Automate your savings
Whether you’re building an emergency fund or you’re saving up for a (well deserved!) post-pandemic trip, the easiest way to grow that nest egg is to automate the process as much as possible, so that you don’t even have time to miss that extra bit of money.
To automate your savings process, you could arrange with your bank to transfer a set amount of money from your chequing account to a savings account each month, or once every paycheck. Not sure how much to put away each month? Your monthly budget should offer a helpful starting point in terms of how much money you can afford to put aside for long-term savings.
Having regular, automatic fund transfers scheduled, even if it’s a small amount each time, can help you reach your goals that much faster. And this way, saving for the future can be a simple priority, not a stressful afterthought.
Trim monthly costs
Closely review your bills and spending habits.
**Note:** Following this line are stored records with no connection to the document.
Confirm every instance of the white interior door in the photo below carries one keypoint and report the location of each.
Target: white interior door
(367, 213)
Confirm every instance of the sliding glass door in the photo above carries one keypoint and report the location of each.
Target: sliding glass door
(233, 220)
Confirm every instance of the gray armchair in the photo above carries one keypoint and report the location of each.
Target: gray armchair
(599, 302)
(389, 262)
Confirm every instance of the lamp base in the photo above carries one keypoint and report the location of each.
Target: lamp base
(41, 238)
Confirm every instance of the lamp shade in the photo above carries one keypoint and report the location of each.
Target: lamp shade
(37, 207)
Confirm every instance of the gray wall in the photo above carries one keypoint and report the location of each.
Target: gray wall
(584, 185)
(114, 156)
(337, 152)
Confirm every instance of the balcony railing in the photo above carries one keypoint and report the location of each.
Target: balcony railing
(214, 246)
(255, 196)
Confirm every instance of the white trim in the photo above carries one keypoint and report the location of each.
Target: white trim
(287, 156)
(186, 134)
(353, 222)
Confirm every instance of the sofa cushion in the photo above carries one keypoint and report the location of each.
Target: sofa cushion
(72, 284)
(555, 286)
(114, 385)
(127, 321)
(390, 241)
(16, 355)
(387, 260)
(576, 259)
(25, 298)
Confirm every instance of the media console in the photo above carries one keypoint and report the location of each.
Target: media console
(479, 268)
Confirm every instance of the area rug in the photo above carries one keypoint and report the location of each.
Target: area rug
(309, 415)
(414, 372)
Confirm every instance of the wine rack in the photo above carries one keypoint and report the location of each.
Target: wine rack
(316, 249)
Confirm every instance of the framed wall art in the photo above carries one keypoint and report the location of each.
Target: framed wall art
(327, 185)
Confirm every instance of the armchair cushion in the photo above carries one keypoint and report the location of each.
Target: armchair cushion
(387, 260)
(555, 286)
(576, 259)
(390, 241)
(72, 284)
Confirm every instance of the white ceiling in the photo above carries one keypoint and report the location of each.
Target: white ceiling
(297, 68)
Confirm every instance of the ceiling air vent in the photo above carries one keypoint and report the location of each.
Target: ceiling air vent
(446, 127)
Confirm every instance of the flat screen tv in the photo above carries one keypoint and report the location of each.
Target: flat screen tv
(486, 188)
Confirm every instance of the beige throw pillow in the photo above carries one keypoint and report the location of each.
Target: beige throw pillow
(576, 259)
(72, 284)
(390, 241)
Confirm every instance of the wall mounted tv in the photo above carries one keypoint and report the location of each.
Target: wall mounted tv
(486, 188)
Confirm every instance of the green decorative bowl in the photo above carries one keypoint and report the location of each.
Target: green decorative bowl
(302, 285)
Are there any budget areas that you can easily trim or eliminate? If you can reduce your monthly spending by $100, then you’ve managed to find an extra $1,200 a year that could be used to pay down debt or grow your rainy-day fund.
Start by looking at your everyday fixed expenses like utilities, car or renter’s insurance, and any pricey membership fees or subscriptions. Can you save some money by renegotiating contracts, downgrading your plan, or switching to a new internet service provider? You’ll be surprised at how many companies will offer discounts, but only if you ask.
Another way to quickly trim costs is to lower your grocery bill. Canadians can expect to see food price increases across the board this year, but you can still reduce your overall food costs by eating meat less frequently, buying household staples in bulk when they’re on sale, and avoiding meal kits and other prepared foods at the supermarket. They’re convenient, but they’re usually more expensive per serving than cooking from scratch.
Find a great side hustle
One tried-and-true way to improve your financial wellness is to increase your income, and use those extra funds for things like debt repayment and unexpected home repairs. Even before the pandemic, the Bank of Canada found that about 30 percent of Canadians were doing some form of gig work. And it’s not just about making extra money, although that’s a given—your side gig can also be a great opportunity to pursue a passion project or gain new skills.
Having a side hustle that you feel passionate about is the key to staying motivated. Try to find a gig or project that aligns with your personal interests, and that you’ll enjoy doing even during your off-hours. That could mean doing part-time social media work, selling handmade crafts online, or even walking dogs in your neighbourhood. The possibilities are endless.
Practice frugal living
Adopting some “frugal living” habits long-term can help you achieve and maintain financial wellness by curbing spending and creating more wiggle room in your budget for unexpected expenses. To start, you could try embracing a more minimalist shopping philosophy, actively avoiding unnecessary or impulse purchases, and taking the time to price-match items when you’re shopping in store and online.
You’ll also want to avoid the temptation of lifestyle inflation, which can happen as your income rises. Instead of spending more because you can suddenly afford it, put that extra money to work for your big-picture goals like retirement or a down payment for a house. (Automating your savings can help with that!)
Embrace low-cost hobbies
As we continue to spend lots of time at home, hobbies can help keep us entertained. In fact, trendy pandemic hobbies have included bread baking, maple syrup making, and even mushroom growing. And research has shown that having enjoyable hobbies can be good for your health, and could even lead to improved productivity at work.
But if you’re on a budget, consider focusing your creative energy on low-cost hobbies that create rather than consume. For example, growing a beautiful flower or vegetable garden or baking sourdough bread at home involve time and effort, but you don’t have to spend money beyond a few initial purchases.